Андрей прошел в первый ряд. Через минуту на арену выбежала маленькая девушка, почти ребенок, в коротенькой юбочке, обшитой стеклярусом. Ее подняли на канат. Она вытянула руки и улыбнулась. Она начала танцевать. Андрей больше ни о чем не думал. Он несся глазами за плясуньей, как будто мог взглядом поддержать ее. Одну минуту ему показалось, что она падает. Он привстал, готовый броситься на арену. Но нет, это Лизетт исполняла самую трудную часть своего номера. Она стояла на одной ноге и кивала руками в такт музыке. Директор цирка, старый клоун, единственный из «братьев Шелево» (другой брат давно умер), хлопая стеком, мерно покрикивал:
— Смелей! Смелей!
И, глядя прямо на Андрея, улыбаясь теперь только ему, маленькая Лизетт, дочь коммунара, подруга шофера Пуатра, весело крикнула:
— Смелей!
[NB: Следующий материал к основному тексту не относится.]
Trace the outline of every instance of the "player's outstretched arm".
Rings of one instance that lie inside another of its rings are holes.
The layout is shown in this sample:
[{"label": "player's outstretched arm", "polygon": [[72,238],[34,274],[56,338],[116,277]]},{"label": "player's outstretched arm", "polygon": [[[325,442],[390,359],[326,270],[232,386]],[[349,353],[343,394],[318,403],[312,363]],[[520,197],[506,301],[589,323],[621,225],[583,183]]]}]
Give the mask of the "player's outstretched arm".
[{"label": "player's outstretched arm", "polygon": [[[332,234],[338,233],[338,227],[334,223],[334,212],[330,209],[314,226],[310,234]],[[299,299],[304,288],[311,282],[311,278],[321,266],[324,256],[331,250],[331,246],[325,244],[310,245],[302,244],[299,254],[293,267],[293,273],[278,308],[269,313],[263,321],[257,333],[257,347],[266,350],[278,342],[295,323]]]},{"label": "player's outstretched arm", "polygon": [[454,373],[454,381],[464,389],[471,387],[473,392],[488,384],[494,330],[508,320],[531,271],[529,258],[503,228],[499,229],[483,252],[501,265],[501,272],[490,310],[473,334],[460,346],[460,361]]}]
Смелей!
Андрей встал. Недавних сомнений как не бывало. Он бодро шагал по площади. Он больше не раздражался, глядя на веселую толпу. Нет, теперь он верил ей, он ее любил. Ведь это же великий парижский народ! Кто знает, может быть, завтра он пойдет защищать новую коммуну? Пусть веселятся! Пусть стреляют в глиняные трубки! Андрей слышал, как бьется сердце славных предместий, рабочее сердце Парижа. Разве не на этой площади санкюлоты танцевали карманьолу? Разве не здесь, на этом углу, сидел старый ветеран сорок восьмого года и раздавал инсургентам — каменщикам, пекарям, ткачам — патроны. И каменщики, и пекари, и ткачи знали одно: столько-то для версальцев, а последний для себя. Великий народ! Вот его дочь, дочь Парижа, девушка Лизетт, которая может пудрить капризный носик, которая может даже надувать губки, но которая знает: «Мы-то их заполучим». Нет, Андрей здесь не одинок! Надо работать! Послезавтра в Тулон.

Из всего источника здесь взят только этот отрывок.